Three and a half (3.5) million euros—this is the amount of the payments the Apostolic Almoner has made in 2018, in giving aid to people in a state of material distress. The information was released by the Vatican to put an end to a controversy that arose in May 2019 between the Italian executive branch and the Holy See.
Since Blessed Gregory X (1271-1276) the Apostolic Almoner has been in the habit of helping those who cannot afford the necessities of life. Today, the organization headed by Cardinal Konrad Krajewski responds to the various requests that are made to him mostly by Romans: unpaid rent, gas or electricity bills, doctor's bills, etc.
To fund these works of corporal mercy, the Almoner relies on donations and offerings obtained in exchange for certificates of apostolic blessings.
The official website, Vatican News, had publicized the amount of papal alms in 2018, in the context of the controversy. Indeed, on May 11, 2019, Cardinal Krajewski, on his own initiative, restored electricity in a building where more than 400 people live—mostly poor families illegally squatting in dilapidated buildings. To do this the cardinal did not hesitate to break the seals the police had put on the electric meter a few days earlier, thus also restoring the hot water.

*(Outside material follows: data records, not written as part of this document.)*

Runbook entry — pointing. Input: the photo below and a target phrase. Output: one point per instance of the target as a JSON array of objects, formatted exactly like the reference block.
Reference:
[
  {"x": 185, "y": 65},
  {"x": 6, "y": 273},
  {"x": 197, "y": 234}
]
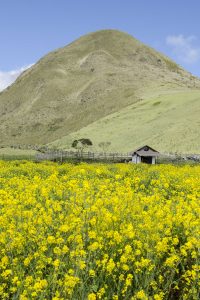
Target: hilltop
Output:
[{"x": 105, "y": 86}]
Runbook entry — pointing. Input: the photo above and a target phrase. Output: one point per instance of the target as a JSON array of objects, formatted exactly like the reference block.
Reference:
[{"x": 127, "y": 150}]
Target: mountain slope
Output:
[
  {"x": 95, "y": 76},
  {"x": 169, "y": 123}
]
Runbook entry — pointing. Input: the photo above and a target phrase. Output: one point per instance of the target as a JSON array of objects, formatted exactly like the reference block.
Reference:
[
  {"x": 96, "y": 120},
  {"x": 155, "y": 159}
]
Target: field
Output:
[{"x": 99, "y": 231}]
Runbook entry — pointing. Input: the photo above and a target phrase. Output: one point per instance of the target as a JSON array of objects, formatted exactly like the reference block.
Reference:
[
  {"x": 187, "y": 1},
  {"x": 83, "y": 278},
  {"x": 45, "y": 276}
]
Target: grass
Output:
[
  {"x": 86, "y": 82},
  {"x": 168, "y": 123}
]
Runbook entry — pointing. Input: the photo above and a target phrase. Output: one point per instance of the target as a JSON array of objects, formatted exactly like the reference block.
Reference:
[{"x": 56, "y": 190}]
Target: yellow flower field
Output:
[{"x": 99, "y": 231}]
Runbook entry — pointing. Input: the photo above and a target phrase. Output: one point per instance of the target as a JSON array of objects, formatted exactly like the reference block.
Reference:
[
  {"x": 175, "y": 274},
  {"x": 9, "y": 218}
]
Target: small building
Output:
[{"x": 144, "y": 154}]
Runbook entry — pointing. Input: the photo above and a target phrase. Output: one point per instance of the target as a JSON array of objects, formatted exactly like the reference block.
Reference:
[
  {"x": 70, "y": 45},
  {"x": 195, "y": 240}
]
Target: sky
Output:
[{"x": 29, "y": 29}]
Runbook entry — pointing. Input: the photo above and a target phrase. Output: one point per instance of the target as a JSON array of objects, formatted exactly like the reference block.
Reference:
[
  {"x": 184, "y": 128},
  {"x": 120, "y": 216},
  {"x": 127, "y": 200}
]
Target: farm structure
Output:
[{"x": 144, "y": 154}]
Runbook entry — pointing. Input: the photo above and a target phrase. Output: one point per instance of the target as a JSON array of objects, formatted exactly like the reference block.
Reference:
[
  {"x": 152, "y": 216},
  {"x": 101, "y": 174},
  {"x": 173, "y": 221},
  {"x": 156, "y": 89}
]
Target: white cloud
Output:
[
  {"x": 7, "y": 78},
  {"x": 184, "y": 48}
]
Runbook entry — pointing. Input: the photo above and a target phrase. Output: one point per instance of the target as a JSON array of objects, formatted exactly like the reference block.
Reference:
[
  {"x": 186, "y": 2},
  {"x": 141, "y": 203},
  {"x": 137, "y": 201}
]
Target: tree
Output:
[
  {"x": 82, "y": 143},
  {"x": 104, "y": 146}
]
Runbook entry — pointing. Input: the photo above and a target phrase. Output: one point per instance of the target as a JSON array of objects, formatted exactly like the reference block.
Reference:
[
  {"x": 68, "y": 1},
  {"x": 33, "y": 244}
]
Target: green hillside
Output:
[
  {"x": 104, "y": 85},
  {"x": 169, "y": 123}
]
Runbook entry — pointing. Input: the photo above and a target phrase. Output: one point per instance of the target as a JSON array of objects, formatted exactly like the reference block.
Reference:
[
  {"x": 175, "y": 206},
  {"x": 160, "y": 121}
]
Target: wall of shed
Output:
[{"x": 136, "y": 159}]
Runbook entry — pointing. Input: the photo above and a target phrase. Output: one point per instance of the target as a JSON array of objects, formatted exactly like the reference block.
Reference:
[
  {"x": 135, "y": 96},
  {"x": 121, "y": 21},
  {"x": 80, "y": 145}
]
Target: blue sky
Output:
[{"x": 31, "y": 28}]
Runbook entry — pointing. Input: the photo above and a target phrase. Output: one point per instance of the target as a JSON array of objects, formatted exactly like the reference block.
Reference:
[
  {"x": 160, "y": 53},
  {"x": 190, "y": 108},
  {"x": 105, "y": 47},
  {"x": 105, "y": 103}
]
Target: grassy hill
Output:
[
  {"x": 169, "y": 123},
  {"x": 105, "y": 86}
]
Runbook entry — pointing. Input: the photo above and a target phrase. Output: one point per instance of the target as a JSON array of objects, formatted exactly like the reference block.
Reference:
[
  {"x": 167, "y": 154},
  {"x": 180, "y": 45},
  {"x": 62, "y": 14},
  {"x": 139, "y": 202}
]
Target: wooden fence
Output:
[{"x": 59, "y": 155}]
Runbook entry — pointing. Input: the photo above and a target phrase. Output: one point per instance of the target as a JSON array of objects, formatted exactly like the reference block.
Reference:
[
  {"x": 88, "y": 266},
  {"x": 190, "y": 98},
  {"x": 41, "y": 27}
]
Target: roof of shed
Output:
[{"x": 145, "y": 151}]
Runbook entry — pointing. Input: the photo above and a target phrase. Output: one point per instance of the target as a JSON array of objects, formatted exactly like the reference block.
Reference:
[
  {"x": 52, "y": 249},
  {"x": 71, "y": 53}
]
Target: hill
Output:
[{"x": 104, "y": 86}]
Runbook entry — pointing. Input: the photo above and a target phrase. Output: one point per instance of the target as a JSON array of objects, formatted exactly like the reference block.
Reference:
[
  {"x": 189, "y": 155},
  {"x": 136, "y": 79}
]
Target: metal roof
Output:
[{"x": 145, "y": 151}]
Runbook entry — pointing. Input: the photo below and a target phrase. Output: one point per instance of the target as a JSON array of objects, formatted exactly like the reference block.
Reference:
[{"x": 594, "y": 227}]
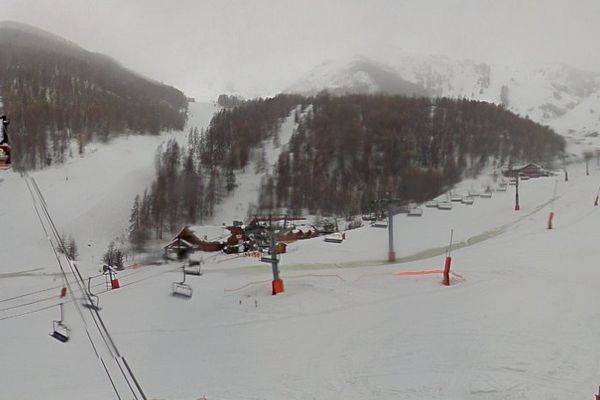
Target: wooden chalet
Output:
[
  {"x": 530, "y": 170},
  {"x": 186, "y": 241}
]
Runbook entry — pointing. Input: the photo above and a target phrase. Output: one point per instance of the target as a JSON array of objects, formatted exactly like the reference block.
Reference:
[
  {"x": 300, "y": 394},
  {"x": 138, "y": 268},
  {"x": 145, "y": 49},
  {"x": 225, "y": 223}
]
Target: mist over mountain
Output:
[
  {"x": 557, "y": 95},
  {"x": 58, "y": 94}
]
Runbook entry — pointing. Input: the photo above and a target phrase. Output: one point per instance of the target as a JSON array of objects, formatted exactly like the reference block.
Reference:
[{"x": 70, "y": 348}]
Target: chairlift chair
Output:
[
  {"x": 60, "y": 331},
  {"x": 182, "y": 289}
]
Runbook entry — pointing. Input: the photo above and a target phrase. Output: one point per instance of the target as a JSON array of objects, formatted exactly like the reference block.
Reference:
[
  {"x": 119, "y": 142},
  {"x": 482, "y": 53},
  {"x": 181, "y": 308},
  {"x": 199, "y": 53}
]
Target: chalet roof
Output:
[{"x": 180, "y": 242}]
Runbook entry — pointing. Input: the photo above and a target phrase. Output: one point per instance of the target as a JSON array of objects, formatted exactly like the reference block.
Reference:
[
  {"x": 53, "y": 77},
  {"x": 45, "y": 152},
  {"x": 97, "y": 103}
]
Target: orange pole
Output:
[
  {"x": 447, "y": 265},
  {"x": 550, "y": 218}
]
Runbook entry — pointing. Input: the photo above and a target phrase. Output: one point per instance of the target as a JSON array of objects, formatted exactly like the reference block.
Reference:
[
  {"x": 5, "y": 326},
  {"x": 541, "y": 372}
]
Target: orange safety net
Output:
[{"x": 424, "y": 272}]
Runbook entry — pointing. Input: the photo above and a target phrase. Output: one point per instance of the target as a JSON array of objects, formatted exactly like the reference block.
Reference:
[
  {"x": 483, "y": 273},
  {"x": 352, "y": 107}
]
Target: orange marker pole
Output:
[
  {"x": 448, "y": 262},
  {"x": 447, "y": 265}
]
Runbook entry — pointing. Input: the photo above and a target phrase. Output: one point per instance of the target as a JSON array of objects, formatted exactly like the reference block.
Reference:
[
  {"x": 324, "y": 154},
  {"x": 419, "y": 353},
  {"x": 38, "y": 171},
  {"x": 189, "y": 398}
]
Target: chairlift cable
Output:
[{"x": 71, "y": 293}]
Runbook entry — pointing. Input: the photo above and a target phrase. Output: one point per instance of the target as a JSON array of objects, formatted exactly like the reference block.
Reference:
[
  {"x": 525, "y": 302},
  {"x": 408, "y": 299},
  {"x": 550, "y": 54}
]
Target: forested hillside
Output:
[
  {"x": 55, "y": 92},
  {"x": 345, "y": 152},
  {"x": 191, "y": 180},
  {"x": 349, "y": 150}
]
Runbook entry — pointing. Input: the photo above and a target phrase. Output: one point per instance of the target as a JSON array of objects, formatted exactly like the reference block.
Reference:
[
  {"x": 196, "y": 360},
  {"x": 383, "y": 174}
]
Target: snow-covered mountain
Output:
[{"x": 557, "y": 95}]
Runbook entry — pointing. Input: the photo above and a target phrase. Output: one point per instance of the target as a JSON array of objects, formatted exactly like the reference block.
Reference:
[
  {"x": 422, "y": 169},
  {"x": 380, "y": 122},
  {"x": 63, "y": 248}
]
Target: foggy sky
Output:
[{"x": 259, "y": 47}]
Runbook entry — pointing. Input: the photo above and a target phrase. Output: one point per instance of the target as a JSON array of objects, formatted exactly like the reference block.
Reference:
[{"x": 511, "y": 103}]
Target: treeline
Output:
[
  {"x": 57, "y": 94},
  {"x": 344, "y": 154},
  {"x": 191, "y": 180},
  {"x": 348, "y": 151}
]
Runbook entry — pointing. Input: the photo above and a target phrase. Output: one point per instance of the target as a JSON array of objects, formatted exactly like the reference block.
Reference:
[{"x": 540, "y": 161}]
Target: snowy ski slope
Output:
[{"x": 520, "y": 321}]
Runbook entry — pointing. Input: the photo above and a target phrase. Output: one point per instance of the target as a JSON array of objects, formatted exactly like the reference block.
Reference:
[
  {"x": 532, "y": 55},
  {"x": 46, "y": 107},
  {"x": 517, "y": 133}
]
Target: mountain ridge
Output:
[{"x": 547, "y": 93}]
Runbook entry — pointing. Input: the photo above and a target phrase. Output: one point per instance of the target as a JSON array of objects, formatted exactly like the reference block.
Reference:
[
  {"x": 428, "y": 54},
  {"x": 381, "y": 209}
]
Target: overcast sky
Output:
[{"x": 258, "y": 47}]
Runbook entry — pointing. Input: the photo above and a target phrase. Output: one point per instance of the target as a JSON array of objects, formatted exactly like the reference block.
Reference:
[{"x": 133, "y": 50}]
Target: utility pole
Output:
[
  {"x": 517, "y": 207},
  {"x": 277, "y": 283},
  {"x": 391, "y": 252}
]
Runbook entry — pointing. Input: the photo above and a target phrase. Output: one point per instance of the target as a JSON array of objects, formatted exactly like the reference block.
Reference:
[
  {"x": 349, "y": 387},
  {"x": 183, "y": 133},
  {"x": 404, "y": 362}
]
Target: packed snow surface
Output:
[{"x": 520, "y": 320}]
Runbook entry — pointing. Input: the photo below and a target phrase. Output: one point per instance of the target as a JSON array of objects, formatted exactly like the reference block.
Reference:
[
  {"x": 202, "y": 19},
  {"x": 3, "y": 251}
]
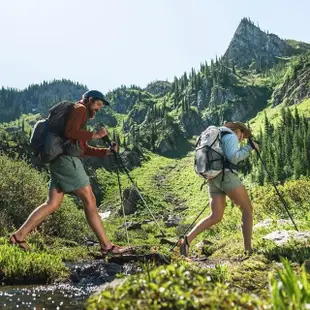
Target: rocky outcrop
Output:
[
  {"x": 296, "y": 86},
  {"x": 159, "y": 88},
  {"x": 192, "y": 123},
  {"x": 254, "y": 48}
]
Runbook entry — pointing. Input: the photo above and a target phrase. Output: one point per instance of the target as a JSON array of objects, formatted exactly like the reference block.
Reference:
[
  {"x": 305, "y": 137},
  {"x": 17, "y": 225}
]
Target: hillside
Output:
[{"x": 262, "y": 80}]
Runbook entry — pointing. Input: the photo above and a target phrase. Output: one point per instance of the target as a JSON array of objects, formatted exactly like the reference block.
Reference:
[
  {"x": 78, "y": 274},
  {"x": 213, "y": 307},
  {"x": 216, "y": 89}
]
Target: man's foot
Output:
[
  {"x": 184, "y": 246},
  {"x": 250, "y": 252},
  {"x": 115, "y": 250},
  {"x": 22, "y": 244}
]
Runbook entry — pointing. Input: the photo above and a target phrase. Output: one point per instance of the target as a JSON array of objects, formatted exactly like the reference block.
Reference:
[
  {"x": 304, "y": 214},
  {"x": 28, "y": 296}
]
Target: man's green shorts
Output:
[
  {"x": 68, "y": 174},
  {"x": 218, "y": 186}
]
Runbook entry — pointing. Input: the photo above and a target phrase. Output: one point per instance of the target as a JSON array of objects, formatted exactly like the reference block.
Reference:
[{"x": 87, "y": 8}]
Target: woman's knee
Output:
[
  {"x": 90, "y": 201},
  {"x": 216, "y": 217}
]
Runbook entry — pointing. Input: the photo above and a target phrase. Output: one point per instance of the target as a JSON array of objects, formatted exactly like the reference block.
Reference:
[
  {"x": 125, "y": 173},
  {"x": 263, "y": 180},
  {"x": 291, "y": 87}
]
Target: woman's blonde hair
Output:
[{"x": 238, "y": 125}]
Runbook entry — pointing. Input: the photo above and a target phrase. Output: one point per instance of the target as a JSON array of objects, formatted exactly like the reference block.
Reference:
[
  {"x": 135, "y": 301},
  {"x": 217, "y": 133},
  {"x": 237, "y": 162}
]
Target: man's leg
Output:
[
  {"x": 240, "y": 197},
  {"x": 54, "y": 200},
  {"x": 89, "y": 201}
]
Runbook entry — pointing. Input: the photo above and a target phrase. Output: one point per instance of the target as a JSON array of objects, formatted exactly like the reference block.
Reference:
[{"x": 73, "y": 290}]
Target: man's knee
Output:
[
  {"x": 248, "y": 208},
  {"x": 89, "y": 200}
]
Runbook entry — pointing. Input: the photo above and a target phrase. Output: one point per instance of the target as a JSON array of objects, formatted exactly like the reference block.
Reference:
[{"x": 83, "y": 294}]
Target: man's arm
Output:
[
  {"x": 231, "y": 149},
  {"x": 76, "y": 120},
  {"x": 95, "y": 151}
]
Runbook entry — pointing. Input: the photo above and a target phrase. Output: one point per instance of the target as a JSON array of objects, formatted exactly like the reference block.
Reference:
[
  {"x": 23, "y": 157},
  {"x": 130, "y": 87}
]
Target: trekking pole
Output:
[
  {"x": 121, "y": 197},
  {"x": 273, "y": 183},
  {"x": 190, "y": 227},
  {"x": 108, "y": 141}
]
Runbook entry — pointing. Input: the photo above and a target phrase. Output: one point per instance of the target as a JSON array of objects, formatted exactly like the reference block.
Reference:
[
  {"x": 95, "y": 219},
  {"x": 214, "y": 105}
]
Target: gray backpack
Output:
[
  {"x": 209, "y": 157},
  {"x": 47, "y": 138}
]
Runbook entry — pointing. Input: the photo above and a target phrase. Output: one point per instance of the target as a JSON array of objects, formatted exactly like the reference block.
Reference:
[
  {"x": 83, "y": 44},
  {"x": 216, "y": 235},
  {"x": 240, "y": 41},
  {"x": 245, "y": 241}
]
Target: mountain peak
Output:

Questioned about this gesture by the vice-president of the Italian council, Matteo Salvini, the Polish prelate announced that the Apostolic Almoner would pay the unpaid bill, an amount of 300,000 euros. He has also declared himself ready to pay the fine which he risks incurring.
Matteo Salvini did not hesitate to castigate the Apostolic Aumoner in these terms: “I do not comment on the cardinals’ decisions, I only say that if the Vatican wants to help all the Italians who cannot manage to pay for electricity, gas, or water, the many people who do not illegally occupy homes or buildings would be very happy.”